Google have enhanced their translation technology with some sexy features. If you happen to notice that a translation is rubbish you can offer a better one. Google's system will learn.
Yup. This is machine learning. It's a clever way to learn as long as you confident you know what your machines are learning. I'm reminded of early Neural Network experiments the US military tried - machines were shown aerial photographs and taught how to spot tanks hiding among trees. It seemed to work very well. The military then tested their Neural Network on photographs they hadn't shown the computer before - and the computer did very well. As a second test the military took some more photographs - and the machines flunked out. The did very badly! As the story goes (and I've not seen the evidence; just been told the story) the computers taught themselves to recognise whether it was cloudy or not. As it happened all the "tank" photographs had been taken on a cloudy day. The test pictures of forests and woods without tanks had been taken on a clear day.
I'm sure Google won't make that mistake with their language learning.
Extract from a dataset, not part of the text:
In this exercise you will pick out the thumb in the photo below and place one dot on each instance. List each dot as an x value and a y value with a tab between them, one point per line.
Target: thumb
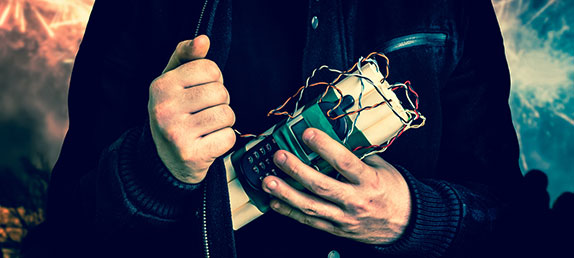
188	50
Back in 2005 Google did very well on the National Institute of Standards and Technology (NIST) Machine Translation evaluation. So did Edinburgh University.
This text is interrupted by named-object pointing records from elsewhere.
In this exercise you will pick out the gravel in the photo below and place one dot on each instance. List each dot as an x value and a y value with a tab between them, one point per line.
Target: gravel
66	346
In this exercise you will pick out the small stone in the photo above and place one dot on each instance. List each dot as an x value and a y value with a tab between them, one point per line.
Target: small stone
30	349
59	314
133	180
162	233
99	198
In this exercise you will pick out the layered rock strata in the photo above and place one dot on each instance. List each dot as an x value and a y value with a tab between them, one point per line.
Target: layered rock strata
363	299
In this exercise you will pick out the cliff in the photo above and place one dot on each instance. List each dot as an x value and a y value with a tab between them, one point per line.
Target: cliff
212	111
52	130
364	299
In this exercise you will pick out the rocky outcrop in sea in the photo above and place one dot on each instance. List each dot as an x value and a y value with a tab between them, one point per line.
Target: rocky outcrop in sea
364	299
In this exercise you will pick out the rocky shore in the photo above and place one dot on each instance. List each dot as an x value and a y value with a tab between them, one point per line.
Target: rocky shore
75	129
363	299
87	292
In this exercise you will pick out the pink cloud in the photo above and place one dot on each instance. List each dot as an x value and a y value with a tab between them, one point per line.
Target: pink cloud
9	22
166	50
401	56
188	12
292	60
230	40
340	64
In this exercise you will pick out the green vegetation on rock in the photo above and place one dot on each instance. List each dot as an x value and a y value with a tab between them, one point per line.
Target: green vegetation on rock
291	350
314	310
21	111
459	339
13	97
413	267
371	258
One of the great advantages Edinburgh offers businesses is the wide range of talented students (three Unis, more colleges and some excellent schools). An added advantage is that you can talk to Edinburgh professors who work on some of the same technologies. Some of these professors have spent time at Google too - though they're very good about honouring their NDAs with the secretive search engine. Nevertheless; I'm always acutely interested in their personal projects and where they think technology is going.
If you're ever in Edinburgh and in the right pub - I recommend buying a round of Innis and Gunn and popping over to the table chatting about backwards propagation and machine prediction.